Si la crise sanitaire est l’urgence absolue, il faut dès maintenant anticiper les effets économiques et sanitaires pour les ménages en situation de précarité énergétique les plus démunis afin de leur venir en aide. Cette proposition de loi vise, en cette période de crise sanitaire et sur la base d’une initiative du collectif Rénovons, à l’attribution exceptionnelle d’un second chèque énergie d’un montant de 300 euros à destination des bénéficiaires les plus précaires du versement du premier chèque énergie en vigueur, au titre de l’article L. 124‑1 du code de l’énergie.

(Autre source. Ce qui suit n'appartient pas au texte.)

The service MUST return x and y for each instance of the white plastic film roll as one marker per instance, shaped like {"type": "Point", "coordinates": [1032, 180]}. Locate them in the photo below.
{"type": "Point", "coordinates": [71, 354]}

Ainsi, cette aide serait adressée aux trois premiers déciles de revenus éligibles au premier chèque énergie. Le coût de cette aide serait d’un milliard d’euros. Ce chèque exceptionnel permettra de couvrir deux mois de besoins en énergie pour ces 3,5 millions de ménages les plus précaires. Cette mesure leur permettra de consacrer une part accrue de leurs faibles revenus aux achats alimentaires qui augmentent, notamment au sein des familles comportant des enfants scolarisés ou celles bénéficiant d’aides alimentaires.


proposition de loi

Article 1er

I. – À titre exceptionnel et pour faire face à l’épidémie de covid‑19, l’État délivre aux trois premiers déciles de revenus éligibles au dispositif défini à l’article L. 124‑1 du code de l’énergie, un second chèque énergie d’un montant de 300 euros.

II. – Un décret  détermine les modalités d’application du présent article.

Article 2

La charge pour l’État est compensée, à due concurrence, par la création d’une taxe additionnelle aux droits mentionnés aux articles 575 et 575 A du code général des impôts.


([1]) Le confinement affame les enfants de familles pauvres, Mediapart, 21 avril 2020.